History

United States
- Name: USS Pasquotank
- Namesake: Pasquotank River in North Carolina
- Ordered: as SS Tongue River,; MC hull 900;
- Laid down: 13 August 1942
- Launched: 28 November 1942
- Commissioned: 26 August 1943
- Decommissioned: 27 March 1946
- Stricken: 21 May 1946
- Fate: Scrapped in 1964

General characteristics
- Tonnage: 1,228 long tons deadweight (DWT)
- Displacement: 846 tons(lt) 2,270 tons(fl)
- Length: 220 ft 6 in
- Beam: 37 ft
- Draught: 17 ft
- Propulsion: Diesel direct drive, single screw, 720 hp
- Speed: 10 knots (19 km/h).
- Complement: 62
- Armament: one single 3 in (76 mm) dual purpose gun mount, two 40 mm guns, three single 20 mm gun mounts

= USS Pasquotank =

USS Pasquotank (AOG-18) was a Mettawee-class T1 tanker type gasoline tanker acquired by the U.S. Navy for the dangerous task of transporting gasoline to warships in the fleet, and to remote Navy stations.

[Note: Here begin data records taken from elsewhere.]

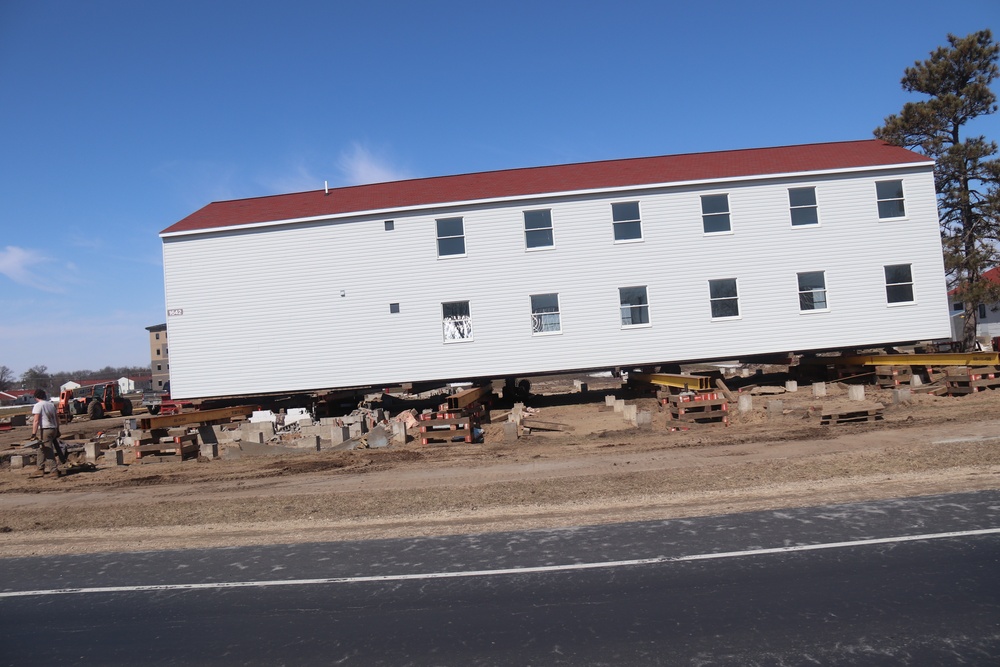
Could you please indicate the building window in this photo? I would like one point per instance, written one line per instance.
(545, 314)
(456, 321)
(890, 199)
(724, 298)
(715, 214)
(898, 283)
(812, 291)
(538, 229)
(451, 237)
(627, 225)
(634, 306)
(802, 202)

Pasquotank was laid down as SS Tongue River, MC hull 900, on 13 August 1942 by East Coast Shipyard Inc., Bayonne, New Jersey; launched 28 November 1942; originally classified as YOG–48, she was reclassified AOG–18, 25 March 1943 and named Pasquotank the same day; acquired by the Navy 15 April 1943; and commissioned 26 August 1943.

== World War II service ==

After shakedown, Pasquotank sailed from New York Harbor, in convoy, for Aruba, Netherlands West Indies, where she loaded fuel oil and proceeded, via the Panama Canal, to Bora Bora, Society Islands, in the South Pacific Ocean. She arrived Bora Bora, 3 December 1943, and from there, through February 1944, she traveled extensively in the Fiji, New Hebrides, and Solomon Islands, carrying aviation gas and diesel fuel. She unloaded fuel for U.S. Marine air groups at perimeter strips in the Torokina area during March, while they were under siege by the Japanese. In May she set up a shuttle service for the Air Force which was conducting raids against Truk, Rabaul, and Kavieng from Green and Treasury Islands.

=== South Pacific operations ===

Through July she operated in the New Guinea area, and in August began a seven-month stint as station tanker at Seeadler Harbor in the Admiralties, servicing escort carriers and cruisers. Pasquotank was detached from this assignment 20 March 1945 and sailed for Leyte.

At Leyte, she operated from San Pedro Bay into August, servicing small craft, and was at Manus on V–J Day. During September she fueled transports in Hollandia Bay, and returned to San Pedro Bay for shuttle service into November.

== Post-war decommissioning ==

She then returned to San Francisco, California, in late December, and decommissioned 27 March 1946. Pasquotank was struck from the Naval Vessel Register 21 May 1946, transferred to the Maritime Commission 1 July 1946 and served as SS Tongue River until scrapped in 1964.